Bicultural and Bilingual Identity
Identity development among immigrants and refugees involves negotiating the physical and psychological distance between the country of origin and the adopted country (Akhtar, 2011). The negotiation consists of using various defences, including splitting (idealisation and devaluation) of one’s country of origin and/or adopted country, withdrawal (affiliation only with one’s cultural group), and counterphobic assimilation (development of an “as-if” identity in which one rapidly identifies with the host culture (Akhtar, 2011; Lijmaer, 2001) These defences are central to the immigrants’ and refugee’s sense of psychological home, a point of reference that can shift across the life span (Tummala-Narra, 2009).

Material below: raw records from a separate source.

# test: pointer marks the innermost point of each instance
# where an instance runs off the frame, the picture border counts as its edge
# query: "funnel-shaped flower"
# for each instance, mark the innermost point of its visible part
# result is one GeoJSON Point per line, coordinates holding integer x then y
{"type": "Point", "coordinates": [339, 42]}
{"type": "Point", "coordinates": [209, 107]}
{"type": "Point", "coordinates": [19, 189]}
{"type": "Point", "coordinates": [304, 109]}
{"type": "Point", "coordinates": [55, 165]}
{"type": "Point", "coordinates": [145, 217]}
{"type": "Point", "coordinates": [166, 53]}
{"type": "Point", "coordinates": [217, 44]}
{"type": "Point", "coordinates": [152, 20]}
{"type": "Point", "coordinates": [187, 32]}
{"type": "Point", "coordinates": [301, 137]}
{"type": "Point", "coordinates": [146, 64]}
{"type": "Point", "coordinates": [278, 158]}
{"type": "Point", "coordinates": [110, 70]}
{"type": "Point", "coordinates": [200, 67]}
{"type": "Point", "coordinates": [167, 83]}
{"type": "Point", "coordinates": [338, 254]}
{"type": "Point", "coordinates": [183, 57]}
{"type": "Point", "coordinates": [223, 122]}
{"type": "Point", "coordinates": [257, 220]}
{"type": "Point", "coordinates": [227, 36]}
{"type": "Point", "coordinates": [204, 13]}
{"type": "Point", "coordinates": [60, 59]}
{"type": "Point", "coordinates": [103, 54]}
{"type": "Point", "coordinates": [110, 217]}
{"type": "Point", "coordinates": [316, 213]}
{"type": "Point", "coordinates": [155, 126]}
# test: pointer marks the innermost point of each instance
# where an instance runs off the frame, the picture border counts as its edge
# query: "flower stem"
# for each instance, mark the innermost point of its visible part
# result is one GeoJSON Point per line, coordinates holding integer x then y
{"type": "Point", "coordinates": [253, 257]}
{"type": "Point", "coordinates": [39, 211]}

Some psychological theories assume a linear process in the development of acculturation and cultural identity; psychoanalytic theories assume a dynamic, fluid understanding of cultural identity (Tummala-Narra, 2016; Yi, 2014). Cultural identity for immigrants and refugees is a culmination of psychological connections with the family, cultural groups, language, and physical environment (e.g., country of origin, dominant society); intrapsychic and interpersonal conflicts; unconscious wishes and fears; and defences adopted to navigate multiple, contradictory cultural, linguistic, and physical spaces and belief systems. Cultural identity is also considered a dynamic process that transforms the psyche and interpersonal relationships across the lifespan. Cultural beliefs and practices shift across context and time, shaping and reshaping one’s sense of self and others.
Conclusion
Working with immigrants and refugees in psychodynamic therapy involves engaging with multiple layers of intrapsychic, interpersonal, and sociocultural experiences, which shape identity, relational life, and psychological well-being. The heterogeneity of experiences among immigrants and refugees stands alongside shared experiences of separation, loss, and trauma. Cultural change, identity, and relationships are negotiated in adaptive and maladaptive ways, mainly in the unconscious, across the lifespan. Psychodynamic psychotherapy offers a critical space for immigrants and refugees to mourn separation, loss, trauma, and discontinuity and to bridge cultural experiences and transform identity. The therapist is uniquely positioned to become attuned to multiple cultural narratives and aspects of identity, witness painful memories, and help patients discover new possibilities for defining themselves amid cultural adjustment and change.